Influence
- Sigmund Freud built on Tarde's ideas of imitation and suggestion for his work on the theory of the crowd.
- Everett Rogers furthered Tarde's "laws of imitation" in the 1962 book Diffusion of innovations.
- From the late 1990s and continuing today, Tarde's work has been experiencing a renaissance. Spurred by the re-release of his essay Monadologie et Sociologie by Institut Synthelabo under the guidance of Gilles Deleuze's student Eric Alliez, Tarde's work is being re-discovered as a harbinger of postmodern French theory, particularly as influenced by the social philosophers Gilles Deleuze and Félix Guattari.
For example, it has recently been revealed that in Difference and Repetition, Deleuze's milestone book which effected his transition to a more socially-aware brand of philosophy and his writing partnership with Guattari, Deleuze in fact re-centered his philosophical orientation around Tarde's thesis that repetition serves difference rather than vice versa. Also on the heels of the re-release of Tarde's works has come an important development in which French sociologist Bruno Latour has referred to Tarde as a possible predecessor to Actor-Network Theory in part because of Tarde's criticisms of Durkheim's conceptions of the Social.
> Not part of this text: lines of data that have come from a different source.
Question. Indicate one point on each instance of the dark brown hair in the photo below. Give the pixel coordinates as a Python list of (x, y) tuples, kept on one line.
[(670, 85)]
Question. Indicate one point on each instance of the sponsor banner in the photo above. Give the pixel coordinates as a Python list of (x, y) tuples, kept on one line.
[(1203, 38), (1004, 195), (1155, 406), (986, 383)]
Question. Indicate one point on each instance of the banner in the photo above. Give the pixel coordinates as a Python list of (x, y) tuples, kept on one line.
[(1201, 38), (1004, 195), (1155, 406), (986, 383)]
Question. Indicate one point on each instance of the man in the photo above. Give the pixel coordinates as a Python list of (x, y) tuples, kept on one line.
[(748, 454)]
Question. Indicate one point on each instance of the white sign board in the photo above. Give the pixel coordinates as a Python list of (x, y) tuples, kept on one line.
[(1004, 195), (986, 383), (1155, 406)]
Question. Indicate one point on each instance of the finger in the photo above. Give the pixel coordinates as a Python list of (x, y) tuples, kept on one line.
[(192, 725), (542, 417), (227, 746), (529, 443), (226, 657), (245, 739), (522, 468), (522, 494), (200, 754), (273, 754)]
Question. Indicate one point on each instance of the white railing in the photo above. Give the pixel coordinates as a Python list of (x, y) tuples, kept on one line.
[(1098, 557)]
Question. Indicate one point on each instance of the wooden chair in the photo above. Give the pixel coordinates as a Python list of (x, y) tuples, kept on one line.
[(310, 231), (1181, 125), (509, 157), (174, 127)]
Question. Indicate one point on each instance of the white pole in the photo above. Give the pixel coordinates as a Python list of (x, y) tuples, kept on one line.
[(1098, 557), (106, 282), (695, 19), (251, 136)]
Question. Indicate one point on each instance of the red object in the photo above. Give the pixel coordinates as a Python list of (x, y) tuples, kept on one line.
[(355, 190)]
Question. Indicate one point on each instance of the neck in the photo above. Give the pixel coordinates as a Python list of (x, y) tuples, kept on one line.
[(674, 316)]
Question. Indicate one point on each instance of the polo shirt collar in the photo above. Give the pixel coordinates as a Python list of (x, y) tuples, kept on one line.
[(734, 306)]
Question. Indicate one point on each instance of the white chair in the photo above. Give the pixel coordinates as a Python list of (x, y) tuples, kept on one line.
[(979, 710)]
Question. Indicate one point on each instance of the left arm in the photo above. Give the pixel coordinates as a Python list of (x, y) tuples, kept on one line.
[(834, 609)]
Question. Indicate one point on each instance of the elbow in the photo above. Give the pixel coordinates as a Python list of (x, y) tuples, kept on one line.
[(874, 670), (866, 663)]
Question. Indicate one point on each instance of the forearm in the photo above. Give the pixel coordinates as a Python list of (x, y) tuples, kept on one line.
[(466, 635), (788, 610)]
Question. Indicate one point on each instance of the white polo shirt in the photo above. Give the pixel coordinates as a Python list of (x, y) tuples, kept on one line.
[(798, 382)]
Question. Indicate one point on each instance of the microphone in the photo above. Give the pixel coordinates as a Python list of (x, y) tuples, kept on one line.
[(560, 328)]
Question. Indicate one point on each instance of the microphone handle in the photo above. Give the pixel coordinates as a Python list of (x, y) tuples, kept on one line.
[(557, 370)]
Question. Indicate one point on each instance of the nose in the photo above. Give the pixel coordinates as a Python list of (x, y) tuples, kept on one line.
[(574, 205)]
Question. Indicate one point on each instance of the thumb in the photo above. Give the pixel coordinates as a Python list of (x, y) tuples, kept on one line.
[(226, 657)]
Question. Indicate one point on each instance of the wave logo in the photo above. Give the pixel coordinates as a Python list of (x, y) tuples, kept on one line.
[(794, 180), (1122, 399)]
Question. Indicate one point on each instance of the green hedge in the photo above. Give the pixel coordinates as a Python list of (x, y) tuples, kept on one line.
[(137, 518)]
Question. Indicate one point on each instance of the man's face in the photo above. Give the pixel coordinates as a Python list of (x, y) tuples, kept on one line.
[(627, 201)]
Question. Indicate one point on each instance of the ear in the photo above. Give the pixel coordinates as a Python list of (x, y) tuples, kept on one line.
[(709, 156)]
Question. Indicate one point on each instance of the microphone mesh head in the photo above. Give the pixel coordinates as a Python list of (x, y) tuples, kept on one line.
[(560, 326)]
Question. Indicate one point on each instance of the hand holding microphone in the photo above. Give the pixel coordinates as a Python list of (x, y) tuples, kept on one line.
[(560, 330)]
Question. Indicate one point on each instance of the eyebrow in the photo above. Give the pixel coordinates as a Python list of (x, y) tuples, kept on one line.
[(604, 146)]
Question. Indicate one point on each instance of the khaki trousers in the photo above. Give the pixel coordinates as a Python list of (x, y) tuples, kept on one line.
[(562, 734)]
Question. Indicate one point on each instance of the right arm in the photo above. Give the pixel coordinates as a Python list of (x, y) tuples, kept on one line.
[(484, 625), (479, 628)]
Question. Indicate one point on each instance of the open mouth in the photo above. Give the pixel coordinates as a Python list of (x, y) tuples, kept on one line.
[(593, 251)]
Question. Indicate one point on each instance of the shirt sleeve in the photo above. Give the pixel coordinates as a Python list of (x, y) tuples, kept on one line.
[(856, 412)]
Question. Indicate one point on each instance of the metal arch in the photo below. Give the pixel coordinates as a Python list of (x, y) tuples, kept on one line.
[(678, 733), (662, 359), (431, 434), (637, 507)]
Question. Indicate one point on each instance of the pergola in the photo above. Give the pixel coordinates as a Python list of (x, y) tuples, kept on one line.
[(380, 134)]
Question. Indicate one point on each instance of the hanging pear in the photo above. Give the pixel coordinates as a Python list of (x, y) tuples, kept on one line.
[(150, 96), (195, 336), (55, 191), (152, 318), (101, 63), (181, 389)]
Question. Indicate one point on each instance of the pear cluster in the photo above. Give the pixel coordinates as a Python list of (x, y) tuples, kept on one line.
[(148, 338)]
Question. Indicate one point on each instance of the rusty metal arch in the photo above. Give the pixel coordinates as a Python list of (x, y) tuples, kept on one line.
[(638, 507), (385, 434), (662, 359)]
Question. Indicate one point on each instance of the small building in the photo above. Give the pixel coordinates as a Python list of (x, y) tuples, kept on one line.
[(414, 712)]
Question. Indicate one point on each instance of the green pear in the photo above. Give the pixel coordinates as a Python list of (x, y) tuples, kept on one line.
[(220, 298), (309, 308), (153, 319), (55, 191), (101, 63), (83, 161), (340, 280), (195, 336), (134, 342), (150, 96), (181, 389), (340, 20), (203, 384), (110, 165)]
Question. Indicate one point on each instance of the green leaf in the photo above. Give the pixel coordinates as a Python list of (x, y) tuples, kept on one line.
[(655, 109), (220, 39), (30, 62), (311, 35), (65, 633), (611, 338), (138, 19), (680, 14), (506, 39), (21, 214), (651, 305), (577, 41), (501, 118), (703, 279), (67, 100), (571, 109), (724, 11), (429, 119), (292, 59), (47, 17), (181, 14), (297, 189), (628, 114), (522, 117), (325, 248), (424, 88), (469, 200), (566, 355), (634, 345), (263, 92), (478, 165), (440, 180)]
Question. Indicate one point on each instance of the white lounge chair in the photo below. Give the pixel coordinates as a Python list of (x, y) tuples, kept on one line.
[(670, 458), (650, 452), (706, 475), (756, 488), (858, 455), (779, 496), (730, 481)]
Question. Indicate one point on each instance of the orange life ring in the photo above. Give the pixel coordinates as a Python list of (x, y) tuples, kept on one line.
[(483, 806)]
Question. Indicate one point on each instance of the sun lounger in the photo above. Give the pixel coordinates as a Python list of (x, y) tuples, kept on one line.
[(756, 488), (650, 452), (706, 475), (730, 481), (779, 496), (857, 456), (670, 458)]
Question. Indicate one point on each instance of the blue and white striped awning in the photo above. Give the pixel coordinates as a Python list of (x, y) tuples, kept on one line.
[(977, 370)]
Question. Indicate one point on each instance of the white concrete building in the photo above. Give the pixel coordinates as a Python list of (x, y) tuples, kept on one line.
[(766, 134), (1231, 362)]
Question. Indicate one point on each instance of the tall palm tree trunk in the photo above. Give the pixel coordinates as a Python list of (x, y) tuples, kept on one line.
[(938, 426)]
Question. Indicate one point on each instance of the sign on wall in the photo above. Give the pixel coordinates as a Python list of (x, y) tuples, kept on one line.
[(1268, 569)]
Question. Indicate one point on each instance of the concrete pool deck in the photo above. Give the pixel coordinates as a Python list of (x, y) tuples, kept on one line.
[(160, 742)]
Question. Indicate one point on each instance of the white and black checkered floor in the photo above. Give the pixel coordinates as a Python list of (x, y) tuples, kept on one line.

A book on the Social after Gabriel Tarde, Debates and Assessments, is planned for release by Routledge in 2009, and is likely to provide the first set of mature critiques of the recent renaissance of Tarde as well as to suggest models for scholars to use Tarde's thought in their scholarship. This book is expected to include contributions that philosophically reflect the Latourian (including a contribution from Latour himself) as well as Deleuzian approaches to Tarde, and to also highlight a number of new ways Tarde is being adapted in terms of methods in contemporary sociology, particularly in the area of ethnography, and the study of online communities. Additionally, in 2010, Bruno Latour and Vincent Antonin Lepinay released a short book called The Science of Passionate Interests: An Introduction to Gabriel Tarde's Economic Anthropology, in which they show how Tarde's work offers a strong critique of the foundations of the economics discipline and economic methodology.